Он сел на сани, надвинул на глаза шапку, дернул вожжами и еще долго мягкая, задумчивая усмешка блуждала на его губах, и он покачивал головой, удивляясь собственной детской растроганности, которая заглянула к нему из далеких тех лет, когда он мог в деревьях, цветах, во всех растениях видеть живые существа, которым было больно так же, как и ему.
Уже выехав из леса, Оксен спохватился, что так и не срубил елочки, но возвращаться не стал: чувствовал, что не сможет сейчас срубить какое-нибудь деревце.
Дома, едва он въехал во двор, Оксен увидел Олесю. Сестра стояла возле обледенелого корыта, сбивала ледяные наросты — сыпала на землю холодный огонь. Она была в старом платке, в Оксеновой ветхой свитке, от холода у нее побелело лицо, скрючились пальцы. Увидев брата, Олеся опустила руку с тяжелым молотком — смотрела прямо на него большими глазами, печально и серьезно. И была она сейчас страшно похожа на ту елочку посреди поляны — такая же трогательно-беззащитная, такая же слабенькая и нежная. Да еще, как нарочно, подняла замерзшую ногу, спрятала ее под свитку. И Оксен, может быть впервые, подумал о том, какое у нее одинокое, безрадостное детство, лишенное материнского тепла, и непривычная нежность тоненькой иголочкой уколола его в сердце — оно защемило, забилось, влажной теплой волной ударило в глаза. «Это же моя сестра, моя кровь, а я не хочу ее знать, отворачиваюсь от нее. А чем она провинилась передо мной?»

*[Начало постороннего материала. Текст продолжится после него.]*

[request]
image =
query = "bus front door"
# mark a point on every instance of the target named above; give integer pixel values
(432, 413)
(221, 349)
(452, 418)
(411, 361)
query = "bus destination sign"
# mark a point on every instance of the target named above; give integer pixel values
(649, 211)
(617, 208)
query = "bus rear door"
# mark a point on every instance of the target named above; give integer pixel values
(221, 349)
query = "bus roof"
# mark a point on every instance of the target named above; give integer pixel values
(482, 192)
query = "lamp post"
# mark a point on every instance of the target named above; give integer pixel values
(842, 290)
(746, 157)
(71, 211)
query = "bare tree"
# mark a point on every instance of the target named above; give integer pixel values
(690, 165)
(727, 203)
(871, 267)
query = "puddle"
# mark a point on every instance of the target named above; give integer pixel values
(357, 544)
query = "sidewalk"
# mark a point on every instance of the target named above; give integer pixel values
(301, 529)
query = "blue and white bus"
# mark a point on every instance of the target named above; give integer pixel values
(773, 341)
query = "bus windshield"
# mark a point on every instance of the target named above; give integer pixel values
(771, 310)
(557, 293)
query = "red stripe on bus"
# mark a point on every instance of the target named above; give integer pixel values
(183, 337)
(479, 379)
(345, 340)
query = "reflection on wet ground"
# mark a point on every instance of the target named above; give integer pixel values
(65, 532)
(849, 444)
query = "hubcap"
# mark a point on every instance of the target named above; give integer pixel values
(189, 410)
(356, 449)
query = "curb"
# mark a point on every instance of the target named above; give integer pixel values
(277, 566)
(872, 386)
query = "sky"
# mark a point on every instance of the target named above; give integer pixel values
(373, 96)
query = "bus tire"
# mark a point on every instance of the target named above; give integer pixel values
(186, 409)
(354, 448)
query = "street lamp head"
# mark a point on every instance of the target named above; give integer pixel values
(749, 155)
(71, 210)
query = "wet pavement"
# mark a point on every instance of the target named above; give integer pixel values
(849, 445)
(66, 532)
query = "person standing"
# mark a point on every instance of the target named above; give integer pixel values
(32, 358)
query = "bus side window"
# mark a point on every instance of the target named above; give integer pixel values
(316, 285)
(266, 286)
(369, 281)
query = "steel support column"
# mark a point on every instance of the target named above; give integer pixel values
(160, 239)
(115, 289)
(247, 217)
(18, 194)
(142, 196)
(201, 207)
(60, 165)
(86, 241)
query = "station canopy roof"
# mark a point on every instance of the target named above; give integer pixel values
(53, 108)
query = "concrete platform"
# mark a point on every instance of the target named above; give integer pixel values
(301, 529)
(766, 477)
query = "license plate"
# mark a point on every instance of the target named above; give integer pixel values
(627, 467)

Оксен выскочил из саней, пошел к сестре, ласково позвал:
— Олеся!
То ли удивление, то ли страх мелькнул в глазах Олеси. Она качнулась, опустила из-под свитки ногу, шевельнула губами.
— Иди сюда, Олеся!
И когда сестра подошла, несмело подняла на него глаза, он не выдержал — схватил ее на руки, прижал к груди. Она вначале сжалась, замерла испуганно, потом порывисто охватила его шею руками, жарко зашептала ему на ухо: «Братик!.. Братик!..» — и такой жаждой любви повеяло на него в тот момент, таким нерастраченным желанием отдать кому-нибудь свое чистое детское сердце, что Оксен не выдержал, на глазах у него навернулись слезы.
Он плакал и не стыдился своих слез, думая о том, что отныне он станет отцом для своей маленькой сестренки, если настоящий ее отец отрекся от нее.